Saturday, April 2, 2011
"Love like there's no tomorrow,and if tomorrow comes, love again." Max Lucado
As much as I love New York, DC has treated us(me especially) very well. For the first time in two years I am sleeping, eating healthy, and enjoying a lovely life. I find that I have more time for the important things again; long conversations with God, rediscovering Jonah, loving my pets, talking to friends and family. Im even getting back into scrap-booking and taking trivial classes at the local community center!
While living in New York I was going insane. Lack of sleep and job stress was making me crazy. I kind of liked the crazy but I also knew it was creating some horrible habits. I feel sane again, as sane as I can be. Its amazing how differently the world looks when you arent sleep deprived. My decision making process is completely different now. I was a basket case trying to hold on to what little pieces of personal time I had left. When those pieces were threatened I felt I was in a sink or swim situation. Giving up more would be losing more of me. If only some of those around me were a little more patient and practiced that 'ole unconditional love thing than things would be different, very different. Ultimatums have never been something I appreciated.
I now am looking at 6 months until the wedding and I have very little planned. I just didnt have time to plan my wedding, with even a year to spare. Now its crunch time and Im doing really well. Im not stressed or freaking out like I imagined I would be, Im really relaxed. Im happy to make these decisions now.
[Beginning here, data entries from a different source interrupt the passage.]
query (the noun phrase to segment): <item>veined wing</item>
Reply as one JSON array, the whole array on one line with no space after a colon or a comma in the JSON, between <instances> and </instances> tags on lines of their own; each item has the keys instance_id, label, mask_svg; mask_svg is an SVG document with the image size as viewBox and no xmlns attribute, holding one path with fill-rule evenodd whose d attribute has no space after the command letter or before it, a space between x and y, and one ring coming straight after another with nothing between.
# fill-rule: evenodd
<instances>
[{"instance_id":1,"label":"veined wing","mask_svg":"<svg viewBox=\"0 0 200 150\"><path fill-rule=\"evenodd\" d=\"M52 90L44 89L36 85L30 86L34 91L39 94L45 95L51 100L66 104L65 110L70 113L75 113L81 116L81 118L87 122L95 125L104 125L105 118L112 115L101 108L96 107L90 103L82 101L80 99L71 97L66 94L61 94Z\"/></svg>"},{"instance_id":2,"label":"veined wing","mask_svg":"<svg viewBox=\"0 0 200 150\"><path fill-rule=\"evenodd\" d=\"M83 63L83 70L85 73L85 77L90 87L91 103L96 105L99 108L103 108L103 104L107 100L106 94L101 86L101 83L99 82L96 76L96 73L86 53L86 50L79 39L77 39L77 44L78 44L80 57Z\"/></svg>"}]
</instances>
My guest list is way too big and my ideal budget is way smaller than it should be, but it's okay. Im just thrilled to have this experience. Love.
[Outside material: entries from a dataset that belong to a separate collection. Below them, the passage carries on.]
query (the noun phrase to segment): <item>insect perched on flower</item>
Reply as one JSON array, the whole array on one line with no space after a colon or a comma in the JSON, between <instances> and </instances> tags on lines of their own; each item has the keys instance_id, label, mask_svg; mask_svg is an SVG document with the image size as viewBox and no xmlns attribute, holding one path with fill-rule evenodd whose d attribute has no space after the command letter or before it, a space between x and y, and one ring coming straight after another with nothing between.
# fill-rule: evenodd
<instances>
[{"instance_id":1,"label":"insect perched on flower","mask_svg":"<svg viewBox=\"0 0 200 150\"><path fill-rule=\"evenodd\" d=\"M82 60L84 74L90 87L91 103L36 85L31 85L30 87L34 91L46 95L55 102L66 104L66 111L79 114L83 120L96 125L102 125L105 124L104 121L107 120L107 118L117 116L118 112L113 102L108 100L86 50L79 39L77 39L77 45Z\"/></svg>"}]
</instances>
Love is a blessing and its a miracle to find. The fact that my guest list is much bigger than I had planned is a blessing of love as well. There is that many people I love and care about as well. Love is ... expensive. haha.
Something that I am really excited about currently, a project that Jonah and I have decided to do together. A diet. Sounds boring at first BUT its actually a lot of fun. We follow all the rules together, cook together, shop for food together, and support one another. We even occasionally get to work out together. Eating is something that is required to live and can be a very mundane or over indulging task. But to have someone to not only support and track your progress with you but help you each step of the way is renewing. It has really made us a little closer I think. It's exciting. So far he's at 12 lbs and Im at 6 (and this is day 6) and we couldnt be happier. We both have our wedding goals and we have decided to stick with it till the end.
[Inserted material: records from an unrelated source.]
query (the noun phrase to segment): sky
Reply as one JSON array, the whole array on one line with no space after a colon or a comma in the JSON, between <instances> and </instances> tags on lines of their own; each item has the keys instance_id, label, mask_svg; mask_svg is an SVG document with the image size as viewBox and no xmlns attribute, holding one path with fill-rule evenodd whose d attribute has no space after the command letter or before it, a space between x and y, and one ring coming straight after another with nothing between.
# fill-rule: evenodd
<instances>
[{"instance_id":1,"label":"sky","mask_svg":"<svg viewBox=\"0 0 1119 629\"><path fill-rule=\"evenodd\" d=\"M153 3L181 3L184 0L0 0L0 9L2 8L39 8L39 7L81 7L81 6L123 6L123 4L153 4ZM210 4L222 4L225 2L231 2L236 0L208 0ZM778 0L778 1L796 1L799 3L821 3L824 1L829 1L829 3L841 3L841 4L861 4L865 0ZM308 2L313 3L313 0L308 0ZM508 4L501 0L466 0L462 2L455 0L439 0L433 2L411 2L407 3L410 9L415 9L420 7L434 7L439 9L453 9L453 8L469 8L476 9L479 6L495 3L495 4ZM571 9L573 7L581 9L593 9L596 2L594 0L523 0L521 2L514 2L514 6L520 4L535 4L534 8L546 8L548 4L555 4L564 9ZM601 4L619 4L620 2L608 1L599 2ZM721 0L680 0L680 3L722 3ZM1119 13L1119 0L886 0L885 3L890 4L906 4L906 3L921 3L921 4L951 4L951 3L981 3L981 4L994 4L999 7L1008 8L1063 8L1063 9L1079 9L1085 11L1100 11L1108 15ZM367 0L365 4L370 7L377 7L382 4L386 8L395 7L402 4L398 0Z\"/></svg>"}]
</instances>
Tomorrow we will go visit the Cherry Blossom Festival. We were suppose to have our engagement pictures done during this festival but it didn't work out. So, we will have to find something else cool to do. We just moved and things are so crazy right now.
We love our new place so much! So easy to keep clean. Much bigger and newer. Love it. We urge everyone to come visit! We have a spare bedroom now!
Anyway, this is getting long. Just wanted to update anyone who wanted updated. I'm trying to keep my FB profile quiet. The obsession and need for that sort of entertainment has passed for me. I use it solely to keep updated on those I love. That and their blogs of course.
Hey some prayer requests Id like to throw out there; My brother Rich is in the hospital and has been for a while- heart problems, My brother Eddie and his career- there is this one job he wants and it couldnt be a better fit, and the Cassells baby in Africa- they are adopting have such an incredible journey behind and ahead of them. I have such faith that their invite will have their family of 4 plus the baby.
Anyway, Love. Love. Love!!!!
P.S. Im dying to post pictures of my wedding dress. I wont but I really want to!!!